Unnamed (formerly entered as Problem Child)
Avg: 1 from 1 vote
|Type:||Trad, TR, 130 ft|
|FA:||George Bracksieck & Teri Ebel|
|Page Views:||1,071 total · 8/month|
|Shared By:||Leo Paik on Dec 9, 2006|
|Admins:||Leo Paik, John McNamee, Frances Fierst, Monty, Monomaniac|
DescriptionThis is a fun, little pitch that caught the eye of a pair of dufi who thought that A Very Ament's Slab might be climbable without crampons in December after a snow storm. It turns out, we were just following in the footsteps of a pair of better climbers. This lies on the huecoed south face of the lower cliff seen on p. 200 below route 21 along Approach III in the Flatirons guidebook by R. Rossiter. Theres probably plenty of room for FAs on this cliff band for average blokes or lasses.
It may have been climbed previously...it was. However, no mention of this exists in the Flatirons guidebook or this database...until now.
Stop reading if you don't like beta. Start up an obvious line of little resistance up slightly-overhanging, jugs, huecos, and a tufa of sorts. You can use an orange & yellow Alien before you commit. Then a #3 Camalot fits decently in a hueco for the committing overhang. After 15 feet (the best part), it eases to less than vertical. You can fit a #3.5 Camalot in a hueco above the overhang. Move left to a slot for a #0.75 Camalot. From here, you basically go up easy, neat huecos all the way to the slab edge top of the lower cliff band. You can move left to a natural thread. 130.

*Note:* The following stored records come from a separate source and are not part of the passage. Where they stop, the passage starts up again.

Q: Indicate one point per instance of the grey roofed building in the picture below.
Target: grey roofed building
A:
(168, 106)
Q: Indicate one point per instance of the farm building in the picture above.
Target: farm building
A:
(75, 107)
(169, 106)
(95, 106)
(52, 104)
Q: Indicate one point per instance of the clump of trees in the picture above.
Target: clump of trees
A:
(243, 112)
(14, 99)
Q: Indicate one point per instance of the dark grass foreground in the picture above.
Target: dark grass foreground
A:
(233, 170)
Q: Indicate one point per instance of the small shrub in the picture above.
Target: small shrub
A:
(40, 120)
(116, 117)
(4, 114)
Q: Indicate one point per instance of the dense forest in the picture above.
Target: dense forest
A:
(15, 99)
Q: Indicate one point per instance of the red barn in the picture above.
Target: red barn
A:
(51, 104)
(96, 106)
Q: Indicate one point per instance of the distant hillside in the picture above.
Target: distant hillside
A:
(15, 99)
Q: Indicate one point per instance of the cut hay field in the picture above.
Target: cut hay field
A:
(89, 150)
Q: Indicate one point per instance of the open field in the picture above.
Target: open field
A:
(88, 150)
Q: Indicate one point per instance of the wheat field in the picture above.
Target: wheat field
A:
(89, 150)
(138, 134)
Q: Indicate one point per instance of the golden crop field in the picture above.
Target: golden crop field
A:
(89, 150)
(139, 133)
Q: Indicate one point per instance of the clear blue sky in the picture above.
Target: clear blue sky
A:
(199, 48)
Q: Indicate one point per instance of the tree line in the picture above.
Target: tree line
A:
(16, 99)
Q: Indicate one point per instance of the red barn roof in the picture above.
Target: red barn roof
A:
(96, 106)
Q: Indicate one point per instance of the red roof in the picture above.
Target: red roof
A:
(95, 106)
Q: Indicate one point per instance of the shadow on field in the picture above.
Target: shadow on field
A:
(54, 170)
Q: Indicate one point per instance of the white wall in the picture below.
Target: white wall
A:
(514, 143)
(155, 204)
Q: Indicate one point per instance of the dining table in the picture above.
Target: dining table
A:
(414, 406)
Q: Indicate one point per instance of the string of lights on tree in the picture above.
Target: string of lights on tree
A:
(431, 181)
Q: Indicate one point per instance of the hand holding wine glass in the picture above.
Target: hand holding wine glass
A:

To descend, move left then downclimb a couple overlaps to a rappel tree with 2 slings & a fat mallon ring. The rappel tree is visible in the photo on p. 196 Flatirons guidebook by R. Rossiter. Rappel 80 to the ground over 2 overhangs. Alternatively, you could go to the top of the gully which puts you near the base of Saturdays Folly, me thinks.